Different behaviour between FakeRedis and real redis
simonwoerpel opened this issue · 2 comments
Hey,
I encountered an issue when writing a recursive crawler. With recursive I mean:
- fetch a page
- parse urls on it
- emit these again to fetch
- parse again for urls
- emit these again to fetch
- parse again for urls
- emit again for fetch
the config section looks like this:
fetch:
method: fetch
handle:
pass: parse
parse:
method: parse
params:
store:
mime_group: documents
include_paths:
- ".//div[@class='artikel']" # find urls for 1st iteration
- ".//div[@class='archiveArticleInfo']/ul/li[1]" # find urls for 2nd iteration
- ".//div[@id='buttons']/div[@class='save']" # find urls for 3rd iteration (these are never emitted in debug mode, but in deployed mode)
handle:
fetch: fetch
store: store
in this scenario, memorious in debug mode (via memorious run my_crawler
) never happens to fetch in the third iteration, but when building via docker and running it then, it does.

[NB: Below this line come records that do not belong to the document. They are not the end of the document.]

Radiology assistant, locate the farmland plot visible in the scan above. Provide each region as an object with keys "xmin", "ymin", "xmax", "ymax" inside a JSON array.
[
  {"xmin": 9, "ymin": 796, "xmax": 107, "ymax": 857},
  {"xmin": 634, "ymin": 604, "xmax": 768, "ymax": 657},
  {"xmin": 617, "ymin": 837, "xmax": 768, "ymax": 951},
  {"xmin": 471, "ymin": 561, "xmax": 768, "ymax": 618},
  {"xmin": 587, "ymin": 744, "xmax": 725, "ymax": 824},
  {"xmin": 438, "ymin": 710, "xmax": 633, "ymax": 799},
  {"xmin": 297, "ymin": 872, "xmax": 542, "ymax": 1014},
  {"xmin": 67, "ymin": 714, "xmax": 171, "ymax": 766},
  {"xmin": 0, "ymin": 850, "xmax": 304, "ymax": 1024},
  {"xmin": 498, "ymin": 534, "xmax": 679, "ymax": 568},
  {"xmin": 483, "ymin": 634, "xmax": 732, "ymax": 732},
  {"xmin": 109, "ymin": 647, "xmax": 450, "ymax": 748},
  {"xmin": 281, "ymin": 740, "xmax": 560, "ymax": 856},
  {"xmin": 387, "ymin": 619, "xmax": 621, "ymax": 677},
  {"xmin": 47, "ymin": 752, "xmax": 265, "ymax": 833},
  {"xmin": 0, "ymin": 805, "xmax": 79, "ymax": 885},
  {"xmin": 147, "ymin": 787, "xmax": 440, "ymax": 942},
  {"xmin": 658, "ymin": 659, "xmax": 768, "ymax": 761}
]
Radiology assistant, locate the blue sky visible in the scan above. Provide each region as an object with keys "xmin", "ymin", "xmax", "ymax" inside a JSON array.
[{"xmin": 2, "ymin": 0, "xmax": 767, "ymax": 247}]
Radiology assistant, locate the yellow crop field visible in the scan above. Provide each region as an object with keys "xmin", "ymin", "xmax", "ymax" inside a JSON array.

Of course it would be great if crawler execution behaves the exact same way for local developement 🙃
@pudo and me had a short discussion about it and we came up with the idea that it has something to do with fakeredis vs. "real" redis, as the data
dictionary is sometimes altered in place in the code, which has different side-effects when using fakeredis than using the real redis...
I already tried to do a data = data.copy()
before this line: https://github.com/alephdata/memorious/blob/master/memorious/operations/parse.py#L58 but this doesn't help.
I am sure someone who knows the memorious codebase better (looking at you @sunu 😂 ) can point me into the right direction how to fix this...
@simonwoerpel Can you check if the latest version fixes the issue for you?
Hoping the fix worked. Feel free to reopen otherwise.